Yang Sirna dari Kita: Tabayun

Oleh: Bil Hamdi

Mahasiswa STFI Sadra Jakarta

Alquran sebagai mukjizat terbesar Nabi Muhammad saw. merupakan sebuah kitab paling sempurna yang diturunkan oleh Allah ke muka bumi. Empat belas abad lamanya, Alquran telah membangun peradaban umat Islam di penjuru dunia, menjadi referensi utama dalam membimbing kehidupan masyarakat Muslim (bahkan juga non-Muslim). Alquran bukan saja menyediakan pedoman bagi hubungan manusia dengan Tuhan, lebih dari itu, Alquran merupakan kitab etika dan sosial yang mengatur hubungan antar manusia dan masyarakat. Tujuannya, demi memperbaiki moral umat manusia yang kian hari makin terpuruk.

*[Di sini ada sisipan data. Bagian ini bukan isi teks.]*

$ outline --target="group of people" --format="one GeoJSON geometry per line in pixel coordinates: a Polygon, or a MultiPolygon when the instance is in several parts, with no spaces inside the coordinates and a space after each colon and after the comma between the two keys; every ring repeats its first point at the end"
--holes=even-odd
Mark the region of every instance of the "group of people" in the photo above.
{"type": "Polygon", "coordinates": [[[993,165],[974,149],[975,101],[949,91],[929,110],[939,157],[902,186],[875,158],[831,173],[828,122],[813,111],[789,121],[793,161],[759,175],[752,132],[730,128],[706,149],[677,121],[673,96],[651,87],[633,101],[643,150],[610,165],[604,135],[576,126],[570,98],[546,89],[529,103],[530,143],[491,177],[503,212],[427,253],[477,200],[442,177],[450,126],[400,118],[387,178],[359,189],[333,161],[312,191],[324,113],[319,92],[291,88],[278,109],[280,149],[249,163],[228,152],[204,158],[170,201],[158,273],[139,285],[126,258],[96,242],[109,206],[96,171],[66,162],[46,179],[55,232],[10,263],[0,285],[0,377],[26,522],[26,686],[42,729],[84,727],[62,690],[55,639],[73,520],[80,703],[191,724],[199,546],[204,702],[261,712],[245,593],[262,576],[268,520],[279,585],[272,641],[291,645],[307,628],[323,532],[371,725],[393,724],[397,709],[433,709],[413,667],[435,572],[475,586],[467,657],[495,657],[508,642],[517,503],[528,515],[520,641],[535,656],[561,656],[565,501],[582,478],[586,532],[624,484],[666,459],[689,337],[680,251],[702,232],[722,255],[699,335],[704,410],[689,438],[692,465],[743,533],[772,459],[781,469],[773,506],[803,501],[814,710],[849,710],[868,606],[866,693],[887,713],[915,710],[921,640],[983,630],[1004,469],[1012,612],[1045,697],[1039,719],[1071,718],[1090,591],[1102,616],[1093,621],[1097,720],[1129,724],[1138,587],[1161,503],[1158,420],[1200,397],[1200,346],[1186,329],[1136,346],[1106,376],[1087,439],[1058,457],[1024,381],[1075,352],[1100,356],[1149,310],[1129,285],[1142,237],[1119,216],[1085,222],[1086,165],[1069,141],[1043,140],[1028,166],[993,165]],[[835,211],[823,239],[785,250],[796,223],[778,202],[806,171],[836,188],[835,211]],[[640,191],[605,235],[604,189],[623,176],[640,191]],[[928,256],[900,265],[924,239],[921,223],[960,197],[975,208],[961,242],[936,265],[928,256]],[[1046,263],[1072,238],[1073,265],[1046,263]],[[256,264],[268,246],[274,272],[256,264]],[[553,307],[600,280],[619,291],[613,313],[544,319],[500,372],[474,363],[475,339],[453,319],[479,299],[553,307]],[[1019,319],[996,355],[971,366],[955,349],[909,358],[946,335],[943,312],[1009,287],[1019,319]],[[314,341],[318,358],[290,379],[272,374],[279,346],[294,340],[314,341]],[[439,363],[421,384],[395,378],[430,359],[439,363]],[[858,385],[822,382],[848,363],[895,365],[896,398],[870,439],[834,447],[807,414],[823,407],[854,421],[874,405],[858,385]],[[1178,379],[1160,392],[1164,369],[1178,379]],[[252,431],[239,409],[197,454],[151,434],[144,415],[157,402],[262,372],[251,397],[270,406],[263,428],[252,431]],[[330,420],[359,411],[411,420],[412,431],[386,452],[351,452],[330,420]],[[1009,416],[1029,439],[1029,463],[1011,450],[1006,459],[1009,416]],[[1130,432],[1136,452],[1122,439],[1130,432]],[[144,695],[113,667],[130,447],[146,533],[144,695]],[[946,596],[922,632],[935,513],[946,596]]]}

Hidup di era digital, setiap hari kita dicecar dengan berbagai informasi dan berita tanpa henti. Fenomena yang oleh Mc Luhan diistilahkan sebagai global village, sebuah kondisi di mana masyarakat manusia telah terkoneksi melalui internet satu sama lain sehingga mengaburkan batas-batas geografis, dengan kata lain siapa pun bisa memperoleh berita atau informasi dari mana pun hanya melalui gadget. Demikian derasnya aliran informasi di media sosial, membuat sebagian orang kesulitan menyaring informasi yang masuk ke pikiran mereka.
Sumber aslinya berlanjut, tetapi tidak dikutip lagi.